Express the volume of the original cube in terms of $p$ . Remember, the volume of a cube is side length cubed.

Focus on just one corner

At one vertex, connect the midpoints of the three edges that meet there. These three midpoints and the vertex form a small pyramid (a tetrahedron). Identify its base and its height in terms of $p$ .

Choose an easy base for the pyramid

Instead of using the slanted triangular face through the three midpoints as the base, use the triangle on a flat face of the cube made by the vertex and two midpoints. What is the area of that right triangle, and how far is the third midpoint from that face?

Remove all pyramids and compare

After you find the volume of one pyramid, multiply by 8 to get the total volume removed. Subtract from the cube’s volume, then form the ratio (remaining volume)/(original volume) and simplify.

Desmos Guide

Define $p$ and the relevant volumes

In Desmos, type p = 1 (or any positive number). Then enter:

Vcube = 8*p^3
Vpyr = p^3/6
Vremain = Vcube - 8*Vpyr These expressions give the cube’s volume, one pyramid’s volume, and the remaining volume after all 8 pyramids are removed.

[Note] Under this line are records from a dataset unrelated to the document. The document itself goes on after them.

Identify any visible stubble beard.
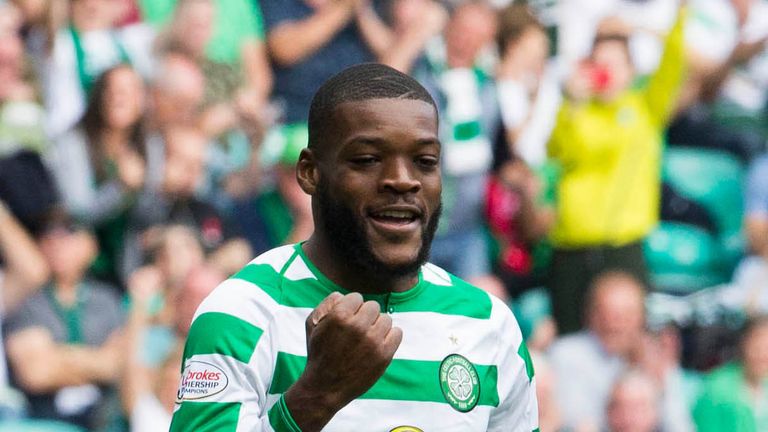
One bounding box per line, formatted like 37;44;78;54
316;181;442;278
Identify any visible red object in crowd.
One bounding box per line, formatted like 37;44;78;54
115;0;141;27
485;175;533;275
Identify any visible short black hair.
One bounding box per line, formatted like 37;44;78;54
308;63;437;153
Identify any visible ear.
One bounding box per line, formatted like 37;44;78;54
296;148;320;195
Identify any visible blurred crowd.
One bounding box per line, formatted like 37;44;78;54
0;0;768;432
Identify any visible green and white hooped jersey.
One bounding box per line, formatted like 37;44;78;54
171;245;538;432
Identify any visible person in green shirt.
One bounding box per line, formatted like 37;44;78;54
693;316;768;432
547;2;686;333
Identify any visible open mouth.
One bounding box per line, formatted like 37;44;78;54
370;210;420;225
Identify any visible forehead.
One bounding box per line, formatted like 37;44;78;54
332;99;438;142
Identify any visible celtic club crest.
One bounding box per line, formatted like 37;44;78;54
439;354;480;412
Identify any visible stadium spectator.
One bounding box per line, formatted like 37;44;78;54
0;3;47;157
47;65;146;227
531;351;565;432
485;158;553;297
734;155;768;314
548;3;686;333
668;0;768;160
414;1;504;296
41;0;154;138
0;200;49;421
121;127;251;277
486;4;560;295
148;55;205;130
260;0;392;124
606;370;664;432
694;316;768;432
379;0;449;73
138;0;272;103
234;124;314;252
496;4;561;168
121;265;224;432
161;0;271;138
548;272;690;431
6;211;124;429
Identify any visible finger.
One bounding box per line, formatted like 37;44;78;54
355;300;381;328
368;313;392;340
310;291;344;325
332;292;364;316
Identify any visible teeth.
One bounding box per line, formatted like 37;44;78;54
376;210;413;219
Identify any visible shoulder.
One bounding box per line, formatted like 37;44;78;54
549;332;597;363
421;263;499;319
3;291;53;334
195;245;297;329
422;263;522;340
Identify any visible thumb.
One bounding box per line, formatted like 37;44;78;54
309;291;344;327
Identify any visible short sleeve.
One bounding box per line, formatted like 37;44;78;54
259;0;312;33
744;156;768;218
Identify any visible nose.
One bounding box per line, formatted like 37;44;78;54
380;158;421;194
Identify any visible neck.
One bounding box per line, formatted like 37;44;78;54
54;277;78;307
72;10;110;32
101;128;130;157
302;235;418;294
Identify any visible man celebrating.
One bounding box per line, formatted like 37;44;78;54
171;64;538;432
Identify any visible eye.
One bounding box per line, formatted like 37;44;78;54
349;155;379;166
416;155;440;170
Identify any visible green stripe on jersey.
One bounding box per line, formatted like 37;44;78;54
517;341;534;382
230;264;282;303
170;402;240;432
232;245;492;319
184;312;264;363
269;352;499;407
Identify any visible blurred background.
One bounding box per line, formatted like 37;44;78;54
0;0;768;432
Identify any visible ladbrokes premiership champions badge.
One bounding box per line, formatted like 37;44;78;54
440;354;480;412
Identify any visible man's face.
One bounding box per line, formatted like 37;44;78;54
589;279;645;355
313;99;442;276
743;324;768;380
607;380;658;432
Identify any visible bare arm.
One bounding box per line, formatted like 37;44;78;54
242;38;272;102
379;3;448;73
0;201;49;311
6;327;120;394
701;37;768;102
120;267;163;415
208;238;252;274
267;1;353;66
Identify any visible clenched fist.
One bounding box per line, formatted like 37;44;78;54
285;293;403;432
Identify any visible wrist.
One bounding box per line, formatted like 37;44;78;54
283;375;344;432
0;200;11;220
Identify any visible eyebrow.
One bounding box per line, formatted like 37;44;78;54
345;135;441;146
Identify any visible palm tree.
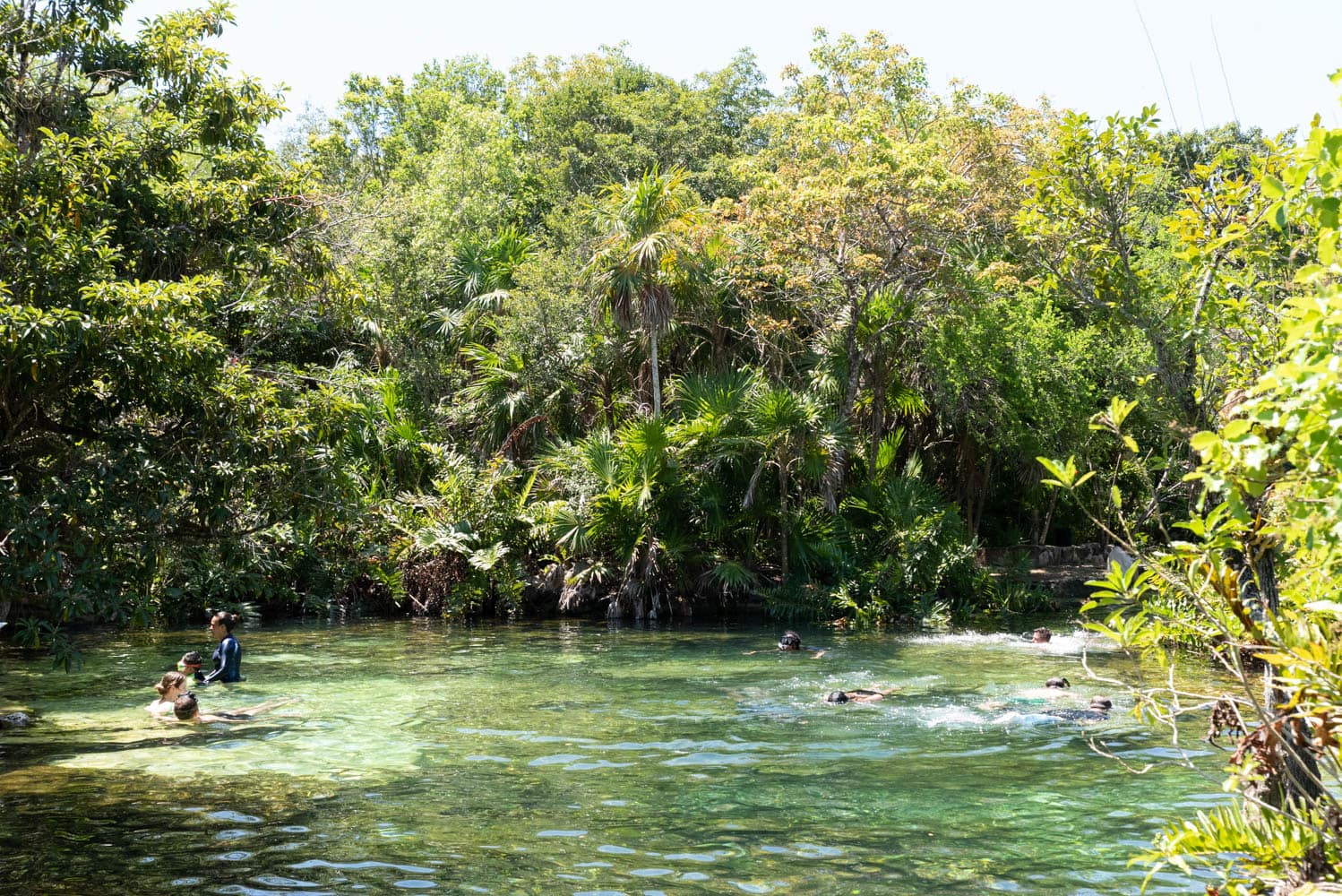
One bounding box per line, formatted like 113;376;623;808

Compute and compare the fraction

In Desmos, type Vremain / Vcube. Note the decimal value shown, and compare it to the decimal forms of the answer choices (for example, $2/3$ , $3/4$ , $5/6$ , $7/8$ ) to see which one matches.

Step-by-step Explanation

Find the cube’s original volume

The cube has side length $2p$ .

So its volume is

V_{\text{cube}} = (2p)^3 = 8p^3.

All later volumes will be compared to this.

Understand the shape of one removed pyramid

Focus on one corner of the cube.

Label the corner (vertex) as $A$ , and the midpoints of the three edges from $A$ as $B$ , $C$ , and $D$ .

Each edge has length $2p$ , so each midpoint is $p$ units from $A$ along its edge.
The removed solid is the pyramid (a tetrahedron) with vertices $A$ , $B$ , $C$ , and $D$ .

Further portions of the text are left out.